Só que o preconceito é uma realidade, “a ideia da masculinidade assenta muito na virilidade e na função reprodutiva, é quase como se ser infértil significasse que se é menos homem”. E os homens, por norma, não falam de infertilidade, o que leva muitos a crer que é um problema só deles. Pedro Vendeira concorda e acrescenta que o “homem se sente diminuído, culpa-se e isto não é uma questão de culpas”. “Fala-se pouco do assunto, mesmo nos media. As mulheres estão mais bem informadas.”

Também por isso, a Sociedade Portuguesa de Andrologia dá formação a clínicos de Medicina Geral e Familiar. “Muitas vezes, as primeiras queixas não são no ginecologista ou urologista, são no médico de família.
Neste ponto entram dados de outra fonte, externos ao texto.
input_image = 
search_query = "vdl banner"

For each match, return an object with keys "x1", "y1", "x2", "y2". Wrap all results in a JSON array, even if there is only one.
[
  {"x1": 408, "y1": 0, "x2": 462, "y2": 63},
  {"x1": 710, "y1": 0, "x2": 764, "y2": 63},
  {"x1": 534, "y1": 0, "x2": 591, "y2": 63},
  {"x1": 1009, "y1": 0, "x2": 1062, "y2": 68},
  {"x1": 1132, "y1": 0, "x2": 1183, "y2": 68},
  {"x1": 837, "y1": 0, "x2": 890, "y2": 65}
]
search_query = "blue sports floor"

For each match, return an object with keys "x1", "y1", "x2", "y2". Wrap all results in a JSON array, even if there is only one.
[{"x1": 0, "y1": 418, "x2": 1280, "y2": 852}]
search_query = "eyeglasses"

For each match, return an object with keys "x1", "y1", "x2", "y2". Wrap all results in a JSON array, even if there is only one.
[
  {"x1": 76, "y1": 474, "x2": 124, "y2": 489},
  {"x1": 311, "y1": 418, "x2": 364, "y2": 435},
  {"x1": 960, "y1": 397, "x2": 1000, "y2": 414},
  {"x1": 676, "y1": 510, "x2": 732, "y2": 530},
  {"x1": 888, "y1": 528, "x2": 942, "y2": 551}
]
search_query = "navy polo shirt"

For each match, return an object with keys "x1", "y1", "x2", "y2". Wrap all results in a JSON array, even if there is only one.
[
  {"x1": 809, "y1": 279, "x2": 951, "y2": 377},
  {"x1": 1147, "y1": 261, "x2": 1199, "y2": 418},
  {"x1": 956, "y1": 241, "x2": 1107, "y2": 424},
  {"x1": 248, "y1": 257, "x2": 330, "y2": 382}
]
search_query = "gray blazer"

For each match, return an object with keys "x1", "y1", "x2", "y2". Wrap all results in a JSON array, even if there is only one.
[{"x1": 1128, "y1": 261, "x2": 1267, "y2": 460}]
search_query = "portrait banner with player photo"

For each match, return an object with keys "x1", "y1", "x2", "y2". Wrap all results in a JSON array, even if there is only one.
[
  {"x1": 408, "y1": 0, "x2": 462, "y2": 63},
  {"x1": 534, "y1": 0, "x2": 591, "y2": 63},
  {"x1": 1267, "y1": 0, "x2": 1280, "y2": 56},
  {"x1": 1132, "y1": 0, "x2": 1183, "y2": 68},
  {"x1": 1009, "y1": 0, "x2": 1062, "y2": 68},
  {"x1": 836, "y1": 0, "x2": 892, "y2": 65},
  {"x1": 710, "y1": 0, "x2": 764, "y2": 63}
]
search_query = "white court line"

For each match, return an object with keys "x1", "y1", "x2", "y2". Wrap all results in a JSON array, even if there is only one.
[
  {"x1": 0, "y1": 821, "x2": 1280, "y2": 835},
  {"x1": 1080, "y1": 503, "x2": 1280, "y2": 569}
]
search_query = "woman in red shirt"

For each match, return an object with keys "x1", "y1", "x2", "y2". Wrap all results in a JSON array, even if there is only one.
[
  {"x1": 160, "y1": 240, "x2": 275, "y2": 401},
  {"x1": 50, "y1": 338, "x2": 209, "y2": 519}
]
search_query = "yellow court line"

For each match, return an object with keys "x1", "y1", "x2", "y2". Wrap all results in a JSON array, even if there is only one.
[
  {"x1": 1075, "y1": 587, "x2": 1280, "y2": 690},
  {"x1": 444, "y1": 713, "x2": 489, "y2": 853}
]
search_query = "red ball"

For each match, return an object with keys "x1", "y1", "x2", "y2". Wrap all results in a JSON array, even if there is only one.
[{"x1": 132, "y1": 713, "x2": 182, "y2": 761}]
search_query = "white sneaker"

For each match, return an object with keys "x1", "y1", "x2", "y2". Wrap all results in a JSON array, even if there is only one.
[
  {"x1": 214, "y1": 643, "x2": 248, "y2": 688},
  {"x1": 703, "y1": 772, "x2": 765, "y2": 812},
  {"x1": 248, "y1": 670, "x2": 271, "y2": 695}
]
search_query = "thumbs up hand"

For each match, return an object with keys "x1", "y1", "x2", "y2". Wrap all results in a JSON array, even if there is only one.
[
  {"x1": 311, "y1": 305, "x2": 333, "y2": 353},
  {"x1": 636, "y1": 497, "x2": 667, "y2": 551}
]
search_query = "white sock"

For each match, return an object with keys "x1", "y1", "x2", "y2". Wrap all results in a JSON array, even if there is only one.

E há muitas falhas aqui. Para uma gravidez são precisos dois e, se ao fim de um ano de tentativas alguma coisa falha, os dois devem ser estudados, o homem e a mulher”, destaca Vendeira.

O testemunho de Ricardo Soares, que teve um final feliz, tem razão de ser. Sair do quadrado do preconceito, das crenças erradas. “Há cada vez mais casais nesta situação. E hoje tenho muitos a entrar em contacto comigo para saberem como é o processo e sentirem que não estão sozinhos.”